I looked at Sarawat who looked even more confused than he did a second before.

"Tine, I have no idea what you are even saying... Wait" Sarawat stared out of the car, trying to recall something. "That night when we were supposed. Yes! Of course I did run into Kao, but Tine I never kissed him. Why would you think I kissed him?"

"Because I saw you Wat, I saw you with him right outside the restaurant. He—he was all over you." I closed my eyes thinking about that night. I had been trying to erase those memories in my head all these years, but turns out, I remembered them all too well.

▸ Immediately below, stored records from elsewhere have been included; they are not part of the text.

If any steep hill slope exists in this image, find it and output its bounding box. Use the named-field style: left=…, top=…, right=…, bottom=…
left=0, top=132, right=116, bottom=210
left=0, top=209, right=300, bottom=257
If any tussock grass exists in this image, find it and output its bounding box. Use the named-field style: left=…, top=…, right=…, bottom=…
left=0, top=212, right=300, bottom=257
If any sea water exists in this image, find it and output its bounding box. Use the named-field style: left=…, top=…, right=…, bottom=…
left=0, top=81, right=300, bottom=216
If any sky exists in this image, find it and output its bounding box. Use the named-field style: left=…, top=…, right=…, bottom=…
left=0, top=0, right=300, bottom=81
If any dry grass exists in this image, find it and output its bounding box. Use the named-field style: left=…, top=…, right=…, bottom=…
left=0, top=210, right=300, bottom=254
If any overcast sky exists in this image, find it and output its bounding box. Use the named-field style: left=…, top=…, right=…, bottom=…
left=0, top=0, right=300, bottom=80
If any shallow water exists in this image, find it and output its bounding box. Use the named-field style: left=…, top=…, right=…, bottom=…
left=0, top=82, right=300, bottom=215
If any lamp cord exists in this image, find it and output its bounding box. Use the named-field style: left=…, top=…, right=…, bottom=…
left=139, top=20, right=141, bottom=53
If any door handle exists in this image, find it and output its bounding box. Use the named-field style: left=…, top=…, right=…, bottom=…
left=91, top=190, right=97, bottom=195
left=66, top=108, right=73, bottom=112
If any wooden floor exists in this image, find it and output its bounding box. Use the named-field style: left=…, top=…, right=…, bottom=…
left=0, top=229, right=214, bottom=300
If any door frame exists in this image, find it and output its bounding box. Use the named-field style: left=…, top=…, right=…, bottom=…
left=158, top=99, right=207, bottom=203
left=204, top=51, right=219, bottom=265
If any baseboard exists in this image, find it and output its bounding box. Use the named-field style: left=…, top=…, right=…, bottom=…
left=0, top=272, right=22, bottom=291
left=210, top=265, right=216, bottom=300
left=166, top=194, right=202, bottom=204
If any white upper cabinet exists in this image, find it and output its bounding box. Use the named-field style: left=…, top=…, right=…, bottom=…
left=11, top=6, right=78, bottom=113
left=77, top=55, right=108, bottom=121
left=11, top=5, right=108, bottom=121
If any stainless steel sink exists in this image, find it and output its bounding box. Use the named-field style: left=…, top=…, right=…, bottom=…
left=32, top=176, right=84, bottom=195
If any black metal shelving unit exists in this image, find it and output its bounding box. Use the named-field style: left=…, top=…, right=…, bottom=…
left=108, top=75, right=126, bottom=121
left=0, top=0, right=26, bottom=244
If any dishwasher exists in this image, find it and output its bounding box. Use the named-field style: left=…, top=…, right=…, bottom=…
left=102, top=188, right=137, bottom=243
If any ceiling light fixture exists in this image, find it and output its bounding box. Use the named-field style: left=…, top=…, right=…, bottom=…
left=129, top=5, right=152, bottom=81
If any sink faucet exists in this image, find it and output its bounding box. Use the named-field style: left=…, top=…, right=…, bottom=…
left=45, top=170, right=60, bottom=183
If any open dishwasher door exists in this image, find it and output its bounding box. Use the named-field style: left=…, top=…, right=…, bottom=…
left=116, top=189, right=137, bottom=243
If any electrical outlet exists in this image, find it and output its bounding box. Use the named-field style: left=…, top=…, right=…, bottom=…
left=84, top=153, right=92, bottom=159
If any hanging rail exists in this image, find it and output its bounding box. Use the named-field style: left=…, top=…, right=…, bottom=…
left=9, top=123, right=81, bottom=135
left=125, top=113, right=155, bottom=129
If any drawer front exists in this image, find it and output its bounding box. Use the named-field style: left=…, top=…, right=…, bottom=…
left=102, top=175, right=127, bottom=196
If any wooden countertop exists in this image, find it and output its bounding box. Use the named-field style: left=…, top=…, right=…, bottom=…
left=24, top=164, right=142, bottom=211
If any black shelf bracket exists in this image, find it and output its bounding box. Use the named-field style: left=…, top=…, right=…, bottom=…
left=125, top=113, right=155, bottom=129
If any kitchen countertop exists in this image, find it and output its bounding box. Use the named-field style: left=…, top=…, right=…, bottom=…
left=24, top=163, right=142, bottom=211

"Tine, you have no idea--"

"Listen Wat, I really don't care what happened with you and him. Its in the past now. And I don't even have the right to feel bad about it. I just wanted to confess everything because—because I feel so guilty for hitting you. Of course this isn't my excuse for it, I know I was still very, very, very wrong. No matter how I felt, I should never have hit you. I should have never raised my hand at you. I should have never let my emotions get to me like that. Everytime..." I looked at Sarawat, gasping for air, feeling the anxiety build inside me. "Everytime I look at you and I see that scar on your face, I feel this huge pang of guilt inside me and I feel like I am the worst person in this world."

"Tine, I have forgotten all that a long time ago. I was kidding about the scar when I mentioned it before. You don't need to apologize. I forgave you the moment I saw the first aid box outside my dorm that night. I know it was you who left it, don't even try to deny it. I recognized your handwriting on the post-it."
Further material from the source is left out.